Thu, May 10, 2018 - Page 8 News List


Protecting eyesight

A study published last week by National Taiwan University Hospital has identified a trend of severely worsening nearsightedness as students progress from elementary school through senior-high school. I can attest to this, having previously taught high-school students. In any class, more than half of students were nearsighted.

The last few years have seen an explosion in the use of smartphones, tablets, e-books and smart classrooms, which has indirectly caused problems of eye fatigue and screen addiction.

Several things can be done to combat this. For instance, many schools encourage students to take part in eye exercises, gazing into the distance and vision training and other activities, although they are not compulsory.

If these activities were to be included in the curriculum, including teaching students early on about the serious side-effects of modern technology, such as nearsightedness, cataracts and retinal diseases, this would help raise children’s awareness and hopefully encourage them to adopt preventive measures.

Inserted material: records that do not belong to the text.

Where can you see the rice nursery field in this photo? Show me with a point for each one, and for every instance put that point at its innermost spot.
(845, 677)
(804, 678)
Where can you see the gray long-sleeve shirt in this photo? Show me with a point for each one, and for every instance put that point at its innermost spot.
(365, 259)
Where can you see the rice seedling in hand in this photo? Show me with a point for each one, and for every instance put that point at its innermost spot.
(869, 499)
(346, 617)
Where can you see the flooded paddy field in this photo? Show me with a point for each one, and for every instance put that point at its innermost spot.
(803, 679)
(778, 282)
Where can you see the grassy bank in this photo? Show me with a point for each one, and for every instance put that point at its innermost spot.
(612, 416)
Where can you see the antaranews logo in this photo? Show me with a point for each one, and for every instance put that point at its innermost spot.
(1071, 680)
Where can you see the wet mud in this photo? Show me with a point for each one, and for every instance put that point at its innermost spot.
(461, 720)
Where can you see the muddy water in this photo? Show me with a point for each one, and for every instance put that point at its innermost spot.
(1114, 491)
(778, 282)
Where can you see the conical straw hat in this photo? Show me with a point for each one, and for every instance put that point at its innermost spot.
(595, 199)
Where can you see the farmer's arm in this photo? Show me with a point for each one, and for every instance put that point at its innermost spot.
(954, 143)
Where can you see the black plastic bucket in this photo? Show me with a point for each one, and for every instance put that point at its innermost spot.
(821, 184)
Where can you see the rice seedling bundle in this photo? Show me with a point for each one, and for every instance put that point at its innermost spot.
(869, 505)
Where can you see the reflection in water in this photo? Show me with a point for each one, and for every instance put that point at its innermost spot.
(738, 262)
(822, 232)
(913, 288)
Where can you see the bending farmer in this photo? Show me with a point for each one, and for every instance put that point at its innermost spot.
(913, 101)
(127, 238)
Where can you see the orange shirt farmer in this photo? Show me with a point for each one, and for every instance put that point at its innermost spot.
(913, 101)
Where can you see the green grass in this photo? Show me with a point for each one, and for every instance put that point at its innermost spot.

Furthermore, increasing efforts to encourage the reading of printed books, aside from giving struggling brick-and-mortar bookshops a helping hand, would also help save students’ eyesight.

Research also shows that reading printed books allows for more intensive reading, focuses concentration and the material is more easily stored in the long-term memory.

At a higher level, the government should consider implementing an annual “eye week,” during which schools put on a week of exercises and activities to promote eye health.

This would allow not just children and students, but also the wider public to understand the importance of maintaining good eye health and increase self-awareness, which should ultimately mean they are able to self-regulate their use of smart devices and take better care of their eyes.

Of course, the wider environment also needs to be changed. For instance, screens and mobile devices need to be equipped with more advanced brightness controls and a function that limits usage time.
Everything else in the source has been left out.